Schafe gehörten mit zu den ersten Tieren, die der
Mensch an sich band. Es sind Herdentiere, leicht zu
domestizieren und anspruchslos bezüglich ihres
Futters. Wie das Wildschaf ursprünglich aussah, ist
nicht genau bekannt denn es gibt unzählige
verschiedene Schafrassen auf der Welt, die alle durch
Züchtung über Jahrtausende hin mehr oder weniger
verändert wurden.
Die jungsteinzeitlichen Schafe, die zunächst des
Fleisches wegen gehalten wurden, hatten ein kurzes,
zottiges Vlies auf dem Rücken, bestehend aus mehr oder
weniger feinen, weichen Unterhaaren, durchsetzt mit
etwas längeren, grannigen Oberhaaren, im ganzen nicht
dicht und in verschiedenen braun- bis hellen
Farbtönen. Gewonnen wurde die Wolle zunächst durch
ausraufen, dann auskämmen zur Zeit des natürlichen
Haarwechsels. Erst später begann man, einmal im Jahr
das gesamte Vlies abzuscheren.
Seit Urzeiten versuchten die Menschen, die
Eigenschaften ihres gezähmten Tierbestandes durch
gezielte Kreuzungen zu verändern. Nachdem die Wolle
als Rohstoff entdeckt war, züchtete man auch Schafe
mit dem Ziel, die Wollqualität und deren Menge zu
verbessern, später dann zusätzlich, die Farbe weiß im
Vlies zu dominieren. An dieser Aufgabe, kreuzen und
selektieren, arbeiteten die Hirtenvölker über
Jahrtausende.
Das Ergebnis war bei den verschiedenen Schafrassen
sehr unterschiedlich.
Die ersten Hirtenstämme kamen wahrscheinlich aus
den weiten Steppengebieten Mittelasiens, der heutigen
Mongolei. Die Schafzucht weitete sich von da nach
Südwesten aus, über Kleinasien bis zur Nordküste
Afrikas. Die ältesten, bisher gefundenen
Wollgewebereste kommen aus Ägypten (um 3500 v. Chr.).

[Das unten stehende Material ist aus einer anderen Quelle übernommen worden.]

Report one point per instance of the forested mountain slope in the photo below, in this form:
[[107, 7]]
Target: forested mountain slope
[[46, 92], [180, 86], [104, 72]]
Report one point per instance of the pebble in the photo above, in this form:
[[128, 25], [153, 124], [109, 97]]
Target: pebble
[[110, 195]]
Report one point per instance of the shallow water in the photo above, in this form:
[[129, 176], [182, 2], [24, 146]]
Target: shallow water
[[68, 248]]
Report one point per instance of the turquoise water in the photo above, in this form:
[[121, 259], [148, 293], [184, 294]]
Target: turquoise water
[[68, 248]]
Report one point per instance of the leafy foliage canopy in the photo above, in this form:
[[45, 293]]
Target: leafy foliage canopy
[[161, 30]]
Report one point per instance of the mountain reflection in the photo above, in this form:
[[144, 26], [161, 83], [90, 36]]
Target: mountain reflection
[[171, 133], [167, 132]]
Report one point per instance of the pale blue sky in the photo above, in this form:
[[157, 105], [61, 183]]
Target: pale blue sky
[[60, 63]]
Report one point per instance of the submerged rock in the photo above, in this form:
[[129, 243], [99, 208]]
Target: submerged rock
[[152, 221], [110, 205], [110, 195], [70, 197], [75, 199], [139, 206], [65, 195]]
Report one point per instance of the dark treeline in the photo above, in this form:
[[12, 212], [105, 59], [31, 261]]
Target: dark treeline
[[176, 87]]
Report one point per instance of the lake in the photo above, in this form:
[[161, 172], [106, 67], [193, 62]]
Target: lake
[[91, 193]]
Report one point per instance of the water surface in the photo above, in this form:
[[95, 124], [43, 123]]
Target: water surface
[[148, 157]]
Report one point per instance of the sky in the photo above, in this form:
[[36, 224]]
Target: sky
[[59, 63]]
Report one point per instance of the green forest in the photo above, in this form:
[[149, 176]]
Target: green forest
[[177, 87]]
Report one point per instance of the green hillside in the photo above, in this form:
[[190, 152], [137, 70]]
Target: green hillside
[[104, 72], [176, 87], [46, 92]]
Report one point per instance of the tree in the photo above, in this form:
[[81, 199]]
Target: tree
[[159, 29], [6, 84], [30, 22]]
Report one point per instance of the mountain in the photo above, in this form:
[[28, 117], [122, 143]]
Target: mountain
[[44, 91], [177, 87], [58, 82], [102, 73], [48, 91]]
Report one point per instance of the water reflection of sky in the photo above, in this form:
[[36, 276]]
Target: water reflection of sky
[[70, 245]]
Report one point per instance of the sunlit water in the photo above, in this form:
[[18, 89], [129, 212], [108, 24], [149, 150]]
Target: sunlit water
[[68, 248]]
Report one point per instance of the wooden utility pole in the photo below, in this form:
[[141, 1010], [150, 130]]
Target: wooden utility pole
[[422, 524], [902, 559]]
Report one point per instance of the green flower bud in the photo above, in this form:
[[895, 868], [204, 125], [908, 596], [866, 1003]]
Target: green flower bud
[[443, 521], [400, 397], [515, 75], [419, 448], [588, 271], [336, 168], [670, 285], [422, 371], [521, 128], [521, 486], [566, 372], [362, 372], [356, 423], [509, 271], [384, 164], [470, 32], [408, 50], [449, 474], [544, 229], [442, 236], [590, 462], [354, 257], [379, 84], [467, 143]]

Im Verlauf der Übergangszeit von Jungsteinzeit zur
Bronzezeit - vermutlich zwischen 3500 - 2500 v. Chr. -
kam das "Langhaarschaf", das inzwischen neben Fleisch
auch Wolle lieferte, von Vorderasien über den Balkan
bis nach Mitteleuropa. Doch der genaue Zeitpunkt und
die Umstände sind bisher noch unklar. Hier sind die
ältesten Reste wollener Bekleidung bei Ausgrabungen
von Gräberfeldern aus der Hallstattzeit (800 v. Chr.)
geborgen worden.
Seit dem zweiten Jahrtausend v. Chr. entwickelte
sich im östlichen Mittelmeerraum ein Handel mit Wolle,
Zentren entstanden in Anatolien, Syrien, Palästina und
Phönicien bis Ägypten. Später, im antiken
Griechenland, war Schafzucht eine wichtige
Lebensgrundlage. Die homerischen Herrscher - Menelaos,
Agamemnon oder Odysseus als Beispiel - waren
Hirtenkönige. Auch in den frühen Mythen über die
Gründung Roms durch Romulus und Remus werden die
beiden als Schafhirten bezeichnet. Spätestens seit
Alexander dem Großen wurde der Wollhandel dann im
ganzen Mittelmeerraum betrieben. Kleinasiatische
Städte wie Sardes und Milet werden in diesem
Zusammenhang als wichtige Umschlagplätze genannt.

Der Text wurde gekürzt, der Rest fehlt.